Chinese Coking Coal Rebounds on Supply Worries

Author: Fatma Selimoğlu

Chinese Coking Coal Prices Rebound on Supply Concerns

China's coking coal prices rebounded on Thursday, aided by resurfacing concerns about contracted supply after several mines halted production amid stringent safety inspections following a deadly mine accident in coal-rich Shanxi province.
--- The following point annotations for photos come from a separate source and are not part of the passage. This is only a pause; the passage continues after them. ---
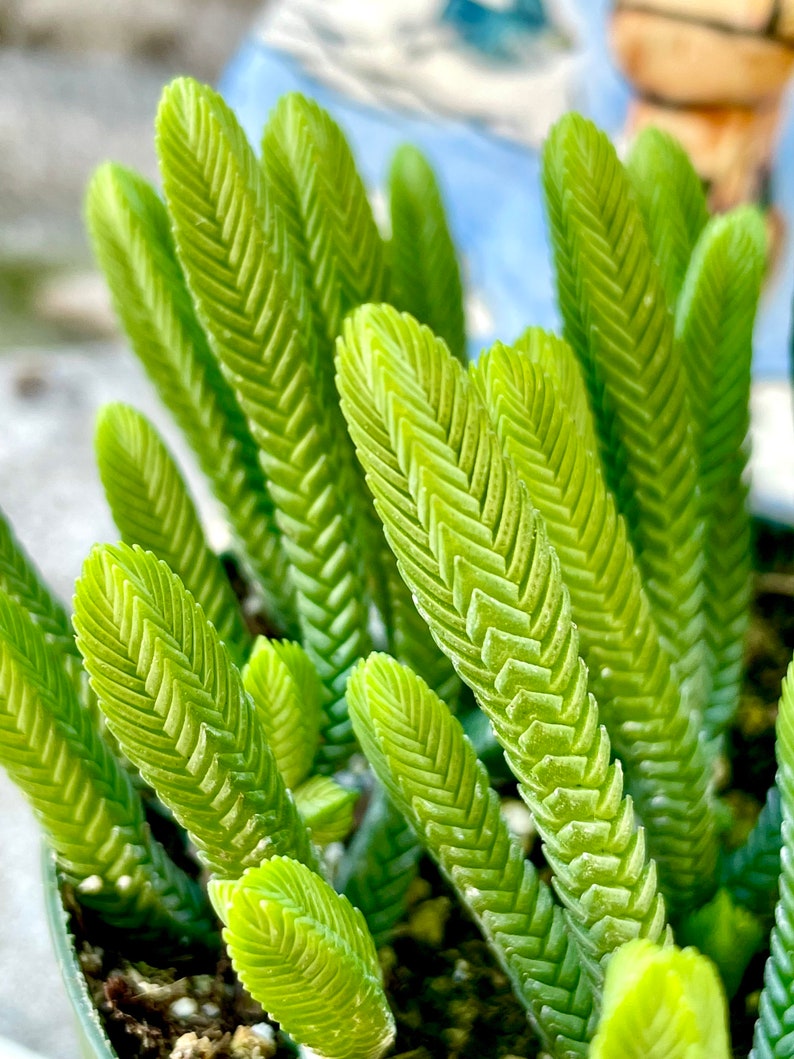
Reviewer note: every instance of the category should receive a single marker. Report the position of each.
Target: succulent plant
(547, 550)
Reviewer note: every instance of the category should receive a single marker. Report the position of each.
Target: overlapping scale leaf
(715, 328)
(751, 873)
(379, 866)
(662, 1003)
(233, 246)
(558, 360)
(151, 506)
(20, 580)
(337, 250)
(83, 796)
(650, 725)
(425, 271)
(431, 773)
(774, 1034)
(176, 703)
(287, 694)
(617, 321)
(321, 185)
(477, 560)
(671, 200)
(130, 232)
(304, 952)
(326, 808)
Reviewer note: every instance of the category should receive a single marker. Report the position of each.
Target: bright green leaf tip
(662, 1003)
(304, 952)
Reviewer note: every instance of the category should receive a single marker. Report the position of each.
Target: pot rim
(93, 1039)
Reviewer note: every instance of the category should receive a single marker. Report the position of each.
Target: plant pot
(93, 1040)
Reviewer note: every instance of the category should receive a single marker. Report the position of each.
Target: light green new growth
(671, 200)
(21, 581)
(652, 730)
(80, 794)
(662, 1003)
(334, 249)
(430, 771)
(773, 1034)
(714, 326)
(426, 275)
(556, 359)
(475, 555)
(176, 703)
(305, 954)
(326, 808)
(287, 694)
(322, 191)
(130, 231)
(230, 237)
(152, 507)
(617, 321)
(334, 245)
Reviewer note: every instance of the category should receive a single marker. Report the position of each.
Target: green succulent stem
(431, 773)
(632, 676)
(304, 952)
(176, 703)
(83, 796)
(151, 506)
(671, 199)
(232, 243)
(752, 872)
(426, 274)
(776, 1006)
(617, 321)
(714, 326)
(476, 558)
(132, 240)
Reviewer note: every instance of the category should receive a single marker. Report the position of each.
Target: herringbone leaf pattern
(231, 240)
(82, 795)
(152, 507)
(304, 952)
(131, 236)
(432, 774)
(20, 580)
(617, 321)
(177, 705)
(476, 558)
(715, 328)
(641, 703)
(774, 1035)
(671, 200)
(287, 694)
(426, 275)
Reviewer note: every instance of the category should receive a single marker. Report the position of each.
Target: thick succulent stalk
(631, 674)
(152, 507)
(130, 231)
(714, 327)
(83, 796)
(475, 555)
(233, 246)
(176, 703)
(432, 774)
(773, 1034)
(617, 321)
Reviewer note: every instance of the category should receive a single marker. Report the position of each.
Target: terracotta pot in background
(713, 73)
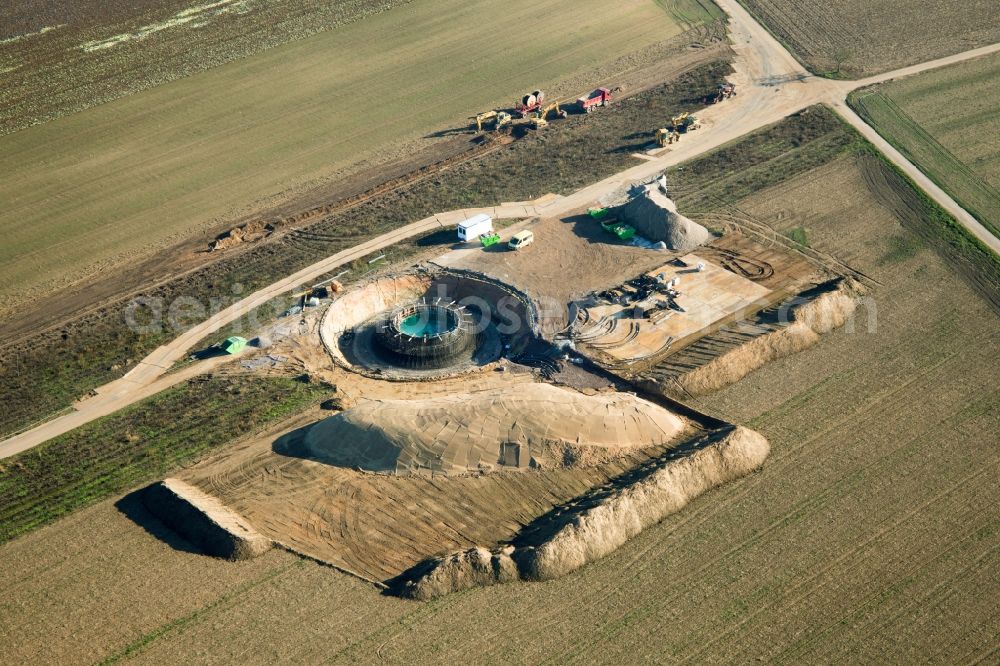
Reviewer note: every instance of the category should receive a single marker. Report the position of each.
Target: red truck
(600, 97)
(529, 104)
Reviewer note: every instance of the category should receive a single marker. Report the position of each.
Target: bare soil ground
(946, 122)
(376, 525)
(854, 38)
(870, 535)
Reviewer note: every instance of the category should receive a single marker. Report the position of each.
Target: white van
(474, 227)
(521, 239)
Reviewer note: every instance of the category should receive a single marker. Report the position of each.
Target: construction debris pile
(534, 425)
(654, 216)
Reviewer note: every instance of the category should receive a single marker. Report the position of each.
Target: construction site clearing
(487, 400)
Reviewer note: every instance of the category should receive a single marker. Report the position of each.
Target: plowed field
(111, 184)
(854, 38)
(870, 535)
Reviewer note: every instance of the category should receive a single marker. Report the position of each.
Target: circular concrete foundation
(426, 334)
(426, 325)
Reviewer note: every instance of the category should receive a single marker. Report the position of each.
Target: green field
(118, 181)
(869, 535)
(947, 122)
(140, 444)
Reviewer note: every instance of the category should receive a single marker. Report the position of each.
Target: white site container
(474, 227)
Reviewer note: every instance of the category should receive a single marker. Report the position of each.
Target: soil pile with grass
(654, 216)
(810, 320)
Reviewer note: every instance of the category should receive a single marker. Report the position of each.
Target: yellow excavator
(684, 123)
(497, 119)
(665, 137)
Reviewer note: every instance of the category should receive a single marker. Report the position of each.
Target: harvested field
(808, 321)
(534, 425)
(869, 536)
(60, 60)
(181, 157)
(47, 368)
(140, 444)
(946, 122)
(601, 524)
(379, 525)
(854, 38)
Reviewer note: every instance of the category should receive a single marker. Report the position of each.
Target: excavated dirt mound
(819, 316)
(654, 216)
(598, 530)
(535, 425)
(204, 520)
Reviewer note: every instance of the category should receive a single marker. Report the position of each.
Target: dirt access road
(771, 85)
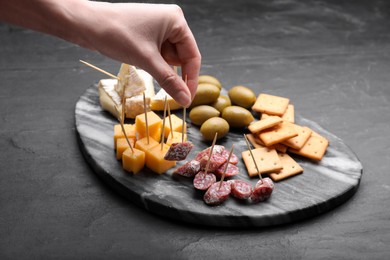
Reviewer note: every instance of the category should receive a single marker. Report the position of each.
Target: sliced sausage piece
(230, 171)
(215, 195)
(262, 190)
(215, 162)
(203, 181)
(241, 189)
(189, 169)
(178, 151)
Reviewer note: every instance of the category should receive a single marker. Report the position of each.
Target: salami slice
(233, 158)
(241, 189)
(189, 169)
(215, 162)
(217, 193)
(230, 171)
(262, 190)
(178, 151)
(203, 181)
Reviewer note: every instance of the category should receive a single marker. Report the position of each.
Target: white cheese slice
(130, 83)
(135, 105)
(109, 98)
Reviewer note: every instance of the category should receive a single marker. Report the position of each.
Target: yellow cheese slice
(122, 145)
(133, 161)
(155, 159)
(154, 125)
(177, 138)
(118, 133)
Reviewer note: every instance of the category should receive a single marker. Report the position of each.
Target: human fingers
(184, 48)
(168, 79)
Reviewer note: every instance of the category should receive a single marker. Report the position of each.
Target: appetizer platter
(321, 184)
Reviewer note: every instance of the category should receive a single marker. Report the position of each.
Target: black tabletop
(331, 58)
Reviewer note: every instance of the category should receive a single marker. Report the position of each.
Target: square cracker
(264, 124)
(278, 147)
(314, 148)
(267, 160)
(289, 115)
(290, 168)
(299, 141)
(278, 133)
(272, 105)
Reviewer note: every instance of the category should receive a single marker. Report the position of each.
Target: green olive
(214, 125)
(205, 94)
(201, 113)
(242, 96)
(209, 79)
(221, 103)
(237, 116)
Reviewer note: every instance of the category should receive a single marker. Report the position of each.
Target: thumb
(170, 81)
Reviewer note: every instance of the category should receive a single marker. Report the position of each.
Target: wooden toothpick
(163, 126)
(183, 127)
(227, 164)
(122, 121)
(146, 118)
(170, 120)
(99, 69)
(211, 152)
(253, 158)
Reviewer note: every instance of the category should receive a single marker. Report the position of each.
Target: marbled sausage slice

Mine Accident and Supply Disruptions

China's State Council established an investigation team for the Liushenyu coal mine accident in northern Shanxi that killed 82 people. According to a survey by consultancy Mysteel, a total of 113 coal mines in Shanxi, with a combined production capacity of 125 million metric tons, remain suspended. A survey by Steelhome showed that around 452,000 tons of raw coal have been reduced each day after the accident.

Price Movements

The most-traded coking coal contract on the Dalian Commodity Exchange (DCE) advanced 1.3% to 1,284 yuan per ton. The most active DCE coke contract rose 1.66% to 1,893 yuan a ton. Analysts noted that coking coal supply has contracted prominently, supporting prices.

Other Commodities

Iron ore lost ground with the most active DCE contract dipping 0.13% to 780 yuan a ton, while the benchmark June iron ore on the Singapore Exchange fell 0.71% to $104.45 a ton. Analysts at JP Morgan lifted the long-term iron ore price forecast to $90 a ton from $80 previously. Steel benchmarks on the Shanghai Futures Exchange were mixed.